Ma oltre a questo, oltre a tutto ciò che di umano, culturale e sociale ci determina, in Gesù siamo suoi fratelli e sue sorelle e dunque anche noi figli e figlie di Dio, figli e figlie adottivi, come dice l’apostolo Paolo, nel senso di fatti diventare figli e figlie, appunto, in e attraverso Gesù. 

E infatti Gesù userà con i suoi discepoli l’espressione «padre vostro», parlando del padre suo. È grazie a Gesù – e dunque per grazia – che non siamo figli soltanto dei nostri genitori, non soltanto del nostro tempo e della nostra cultura, ma anche figli e figlie adottivi di Dio.

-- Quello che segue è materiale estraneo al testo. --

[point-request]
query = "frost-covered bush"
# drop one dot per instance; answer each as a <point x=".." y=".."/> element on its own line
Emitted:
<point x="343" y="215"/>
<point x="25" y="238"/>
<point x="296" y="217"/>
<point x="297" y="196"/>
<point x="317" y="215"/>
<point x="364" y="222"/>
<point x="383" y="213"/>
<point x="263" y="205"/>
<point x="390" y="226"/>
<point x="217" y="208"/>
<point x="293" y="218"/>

La Parola che si è incarnata - evento, decisione di Dio che abbiamo celebrato a Natale - si è fatta figlio di Dio per poter venire in mezzo a noi e rendere anche noi figli e figlie e dunque sorelle e fratelli. 

Dove cerchiamo noi Gesù? Dove lo troviamo? Lo troviamo laddove ci si mette in ascolto e in discussione intorno alla Parola di Dio, che ora però è lui stesso. E quando troviamo lui, troviamo anche il Padre suo e Padre nostro. Anzi: è lui che si è fatto carne e si è fatto figlio ed è venuto a cercare noi per conto del Padre suo e Padre nostro.